Docs 'Astonished': ED Drugs Tied to Prostate Cancer Return

Nick Mulcahy

January 27, 2015

Sometimes a scientific hypothesis is all wrong but scientific understanding moves forward anyway. That might be the case in a study of men with prostate cancer.

In the study, researchers found an association between the use of erectile dysfunction (ED) drugs after radical prostatectomy and biochemical recurrence.

They were surprised by the findings; they had hypothesized that the drugs would be protective because multiple lab studies and an observational clinical study suggested an anticancer effect in the prostate.

"We were astonished. We expected opposite results," said lead researcher Uwe Michl, MD, from the Martini-Klinik Prostate Cancer Center in Hamburg, Germany, in an email to Medscape Medical News.

But, he added, the study should not change practice.

 
We still advise our patients to use PDE5 inhibitors on demand.
 

"We still advise our patients to use PDE5 [phosphodiesterase type 5] inhibitors on demand," he explained. "PDE5 inhibitors are effective in treating ED following nerve-sparing radical prostatectomy, assuming that there are still some spontaneous but insufficient erections."

"Our results need to be interpreted with caution," Dr Michl and his colleagues write in their study, which was published in the February issue of the Journal of Urology.

The findings about cancer risk are not entirely novel.

Sildenafil was associated with an increased risk for melanoma in 25,000 men in the Health Professionals' Follow-up Study (HPFS), as reported by Medscape Medical News.

Dr Michl reported that his team is hoping to work with the HPFS investigators to evaluate their data with respect to prostate cancer.

In their study, the German researchers reviewed data on 4752 consecutive men who had undergone radical prostatectomy from 2000 to 2010 at the Martini-Klinik, which is one of the world's largest centers for prostate cancer.

After surgery, about a quarter of the men (23.4%) were treated with a PDE5 inhibitor for ED, which is a common complication of the procedure and a known problem in aging men. The drugs used included sildenafil (Viagra), vardenafil (Levitra), and tadalafil (Cialis).

The other 76.6% of the men did not receive a PDE5 inhibitor.

The two patient groups were comparable on most clinical parameters.

Five-year biochemical recurrence-free survival estimates were lower in the treated than in the untreated group (84.7% vs 89.2%; P = .0006).

In other words, ED treatment with a PDE5 inhibitor was associated with a significant reduction in the rate of being free of recurrence.

The median follow-up in the study was 60.3 months.

The researchers speculate about possible mechanisms behind the adverse outcome.

"The effects of sildenafil and other selective PDE5 inhibitors on the immune system, on autonomic nerve development as well as on angiogenesis, are conceivable causes of our findings," they write.

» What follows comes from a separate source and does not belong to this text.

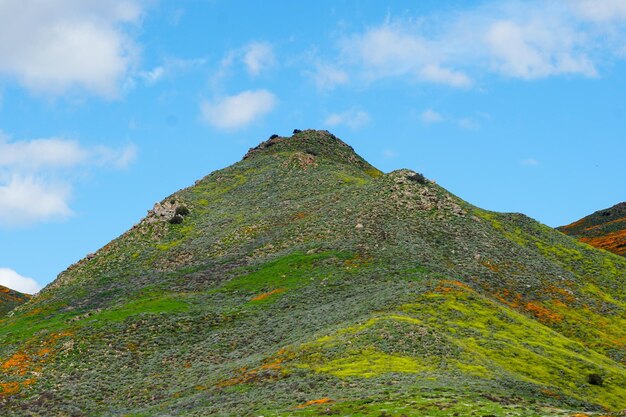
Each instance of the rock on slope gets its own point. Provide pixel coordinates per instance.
(9, 299)
(302, 281)
(605, 229)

The study is the first of its kind. No other research has looked at the use of these drugs after prostate cancer surgery and their impact on biochemical recurrence.

However, a previous observational study showed that the use of PDE5 inhibitors in men with ED (and no history of prostate cancer) was associated with a decreased incidence in the rate of prostate cancer (Asian J Androl. 2013;15:246-248). The investigators from Scott & White Healthcare in Temple, Texas, explain that men treated with PDE5 inhibitors might ejaculate more often than untreated men, which has been demonstrated to have a protective effect against prostate cancer (JAMA. 2004;291:1578-1586).

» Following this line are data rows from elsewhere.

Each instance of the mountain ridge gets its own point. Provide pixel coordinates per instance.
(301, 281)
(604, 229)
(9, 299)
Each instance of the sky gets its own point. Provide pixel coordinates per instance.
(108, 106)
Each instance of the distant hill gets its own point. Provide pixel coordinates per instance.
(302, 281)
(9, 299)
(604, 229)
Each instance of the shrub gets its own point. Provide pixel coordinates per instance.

There have also been multiple reports from labs that these drugs might thwart cancer prostate cancer growth and postpone metastasis.

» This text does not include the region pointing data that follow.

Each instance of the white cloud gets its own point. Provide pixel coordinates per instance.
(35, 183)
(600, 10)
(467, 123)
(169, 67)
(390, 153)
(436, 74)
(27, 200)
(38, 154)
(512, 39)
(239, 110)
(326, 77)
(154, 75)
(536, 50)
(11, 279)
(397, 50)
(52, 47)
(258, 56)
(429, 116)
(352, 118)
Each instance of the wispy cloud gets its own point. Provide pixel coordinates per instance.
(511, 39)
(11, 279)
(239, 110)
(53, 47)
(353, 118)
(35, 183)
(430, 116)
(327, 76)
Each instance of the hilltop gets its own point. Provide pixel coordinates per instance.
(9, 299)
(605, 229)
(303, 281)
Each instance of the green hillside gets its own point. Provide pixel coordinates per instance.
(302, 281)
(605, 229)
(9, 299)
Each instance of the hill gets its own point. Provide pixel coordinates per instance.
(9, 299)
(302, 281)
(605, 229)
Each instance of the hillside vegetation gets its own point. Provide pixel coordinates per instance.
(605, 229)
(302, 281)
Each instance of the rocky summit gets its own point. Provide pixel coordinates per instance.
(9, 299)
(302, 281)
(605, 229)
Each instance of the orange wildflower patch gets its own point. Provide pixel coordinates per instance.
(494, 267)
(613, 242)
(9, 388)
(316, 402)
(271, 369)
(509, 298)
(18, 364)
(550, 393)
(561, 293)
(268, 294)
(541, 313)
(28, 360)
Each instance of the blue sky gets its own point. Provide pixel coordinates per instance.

In fact, lab evidence on ED drugs in prostate and other cancers has prompted some investigators to call for the "repurposing" of PDE5 inhibitors for adjuvant chemotherapy (Front Pharmacol. 2013;4:82).

"Special Clinical Significance"

On multivariate regression analysis, the use of PDE5 inhibitors was an independent risk factor for biochemical recurrence (hazard ratio [HR], 1.38; P = .0035), Dr Michl and his colleagues report.

Notably, the team found no significant association between biochemical recurrence and age, body mass index (BMI), or smoking in that analysis. These three variables are known risk factors for ED and have been associated with biochemical recurrence after prostatectomy.

On propensity score matched analysis (parameters included prostate-specific antigen, Gleason score, and tumor stage), biochemical recurrence-free survival was significantly worse in the treated than in the untreated group (P = .005).

"Correction for several confounders did not change these results," Dr Michl said.

PDE5 inhibitors have "revolutionized" the treatment of ED, the researchers report. But right now, they say, it is not known whether that is a good or a bad thing for men who have undergone surgery for prostate cancer and use these drugs.

More study is needed, and men and their doctors await more data.

"Future results will be of special clinical significance as many patients use potency-enhancing drugs after radical prostatectomy," they write.

The authors have disclosed no relevant financial relationships.